People who may be more comfortable exercising at home can consider accessing home workouts online. Yoga, bodyweight exercises, stretching, or light calisthenics require no equipment and help to maintain your health. For folks who are comfortable going outdoors and have not been told to stay home, they can stay active by walking, running, hiking or biking on local trails.

Nutrition Education

NRPA’s program manager, Maureen Acquino recommends a focus on nutrition. Good nutrition is an important part of maintaining a healthy lifestyle and it provides long-term health benefits. A healthy diet can help you to reach and maintain a healthy weight, reduce your risk of certain chronic diseases including heart disease, certain types of cancer and diabetes, and promote overall health and wellbeing.

NRPA’s Foods of the Month and Community and Home Gardening resources are great, ready-to-go tools!

Social Interaction in Creative Ways

Recently, CDC updated its COVID-19 guidelines, encouraging older adults and people with chronic health conditions to stay home as much as possible, avoid crowds and limit interactions at close distances. At the same time, more and more companies and employers are proactively shifting to remote working policies during the outbreak. While the protective measures are critical to slowing the spread of COVID-19 and ensuring that our healthcare systems and infrastructure are not overwhelmed, they also present other health-related challenges.

In recent years, social isolation has risen as a major concern. Social isolation has been found to cause other health problems, including high blood pressure, heart disease, obesity, depression, Alzheimer’s disease, and a weakened immune system. Social isolation seriously impacts older adults and other populations as well, including working adults. For example, while remote working has its benefits, working from home full time can also be very isolating. A recent article outlines some of the common struggles that remote workers face related to social isolation and losing the ability to “express our most human qualities, like empathy and collaboration.”

Importance of Sleep

Sleep is critical to your body’s immune system. Getting seven to eight hours of sleep keeps your immune system healthy, ready to fight off viruses, and protects you from other health issues like heart disease, diabetes, and obesity. Community members can use this time to focus on developing healthy habits, including a healthy sleep routine. Agencies can share information on creating a comfortable and quiet space for sleep, powering down electronics before bed, starting a wind-down routine, maintaining consistency in schedules, and avoiding caffeine, among other strategies to support a better night’s rest.

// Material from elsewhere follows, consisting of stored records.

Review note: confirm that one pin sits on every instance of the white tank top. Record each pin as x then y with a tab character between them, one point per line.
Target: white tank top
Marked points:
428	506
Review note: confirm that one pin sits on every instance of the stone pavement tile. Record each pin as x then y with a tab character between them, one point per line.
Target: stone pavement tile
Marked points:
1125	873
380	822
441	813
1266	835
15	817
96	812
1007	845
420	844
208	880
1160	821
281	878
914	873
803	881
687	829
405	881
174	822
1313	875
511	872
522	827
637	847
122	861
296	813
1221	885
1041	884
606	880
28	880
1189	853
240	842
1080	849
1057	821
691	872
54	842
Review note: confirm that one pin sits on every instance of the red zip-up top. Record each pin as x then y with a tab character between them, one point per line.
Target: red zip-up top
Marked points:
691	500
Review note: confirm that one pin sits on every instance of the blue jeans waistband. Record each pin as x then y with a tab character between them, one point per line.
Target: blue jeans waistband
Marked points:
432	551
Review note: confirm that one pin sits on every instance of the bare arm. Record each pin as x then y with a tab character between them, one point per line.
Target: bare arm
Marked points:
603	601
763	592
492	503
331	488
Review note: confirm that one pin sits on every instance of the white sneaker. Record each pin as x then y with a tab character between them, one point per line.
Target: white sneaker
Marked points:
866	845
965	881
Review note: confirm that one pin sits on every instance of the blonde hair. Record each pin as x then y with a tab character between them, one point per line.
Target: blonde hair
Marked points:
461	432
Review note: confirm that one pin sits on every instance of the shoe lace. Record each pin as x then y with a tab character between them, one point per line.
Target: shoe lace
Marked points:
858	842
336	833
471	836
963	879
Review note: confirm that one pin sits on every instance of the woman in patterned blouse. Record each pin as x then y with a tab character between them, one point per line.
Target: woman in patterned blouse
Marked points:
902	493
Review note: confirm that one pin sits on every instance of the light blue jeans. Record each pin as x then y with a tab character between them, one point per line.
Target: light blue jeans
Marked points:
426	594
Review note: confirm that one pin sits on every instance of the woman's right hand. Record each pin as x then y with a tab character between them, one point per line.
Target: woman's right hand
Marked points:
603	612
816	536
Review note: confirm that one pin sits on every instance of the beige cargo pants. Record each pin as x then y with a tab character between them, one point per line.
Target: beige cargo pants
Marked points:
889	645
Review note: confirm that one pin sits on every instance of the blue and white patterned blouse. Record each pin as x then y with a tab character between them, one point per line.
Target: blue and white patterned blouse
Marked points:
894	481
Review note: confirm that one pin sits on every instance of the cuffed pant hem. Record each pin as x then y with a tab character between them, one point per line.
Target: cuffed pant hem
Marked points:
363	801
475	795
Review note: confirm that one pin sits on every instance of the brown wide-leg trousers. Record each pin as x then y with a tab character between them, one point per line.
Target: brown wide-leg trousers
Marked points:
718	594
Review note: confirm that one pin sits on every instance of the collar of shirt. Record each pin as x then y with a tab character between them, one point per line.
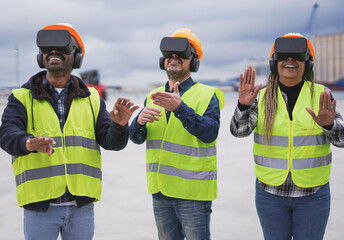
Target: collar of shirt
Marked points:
183	87
50	88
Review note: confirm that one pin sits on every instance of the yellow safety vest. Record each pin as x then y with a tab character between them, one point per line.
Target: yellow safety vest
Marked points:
76	162
299	146
179	164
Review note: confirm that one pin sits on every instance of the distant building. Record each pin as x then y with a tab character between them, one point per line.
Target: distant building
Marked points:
329	57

The Alliance for a Healthier Generation has a number of great resources focused on sleep for all ages.  

Time for Mindfulness and Self-Care

The COVID-19 outbreak is stressful. Whether your community has experienced cases or you’re in preparation mode, the impact can be felt just about everywhere. A great way to manage the stress and anxiety of this outbreak is to take time to implement mindfulness and self-care practices, like meditation, into your daily routine. Mindfulness and meditation have grown in popularity around the world due to their positive effects on relieving stress, tiredness, anxiety or feeling overwhelmed. Self-care looks different for everyone – perhaps it’s making time for a workout, spending time outdoors, connecting with family, reading a book, or exploring thoughts through a practice like meditation.

Practice Good Hygiene

You may be tired of singing the happy birthday song while washing your hands for 20-seconds with soap and water, but it’s important to continue maintaining good hygiene. Continue to follow CDC’s recommendations on how to stay healthy, including avoiding close contact with people who are sick, avoiding touching your eyes, nose and mouth, staying home when you are sick, covering your cough and sneeze with tissues, and cleaning and disinfecting surfaces regularly.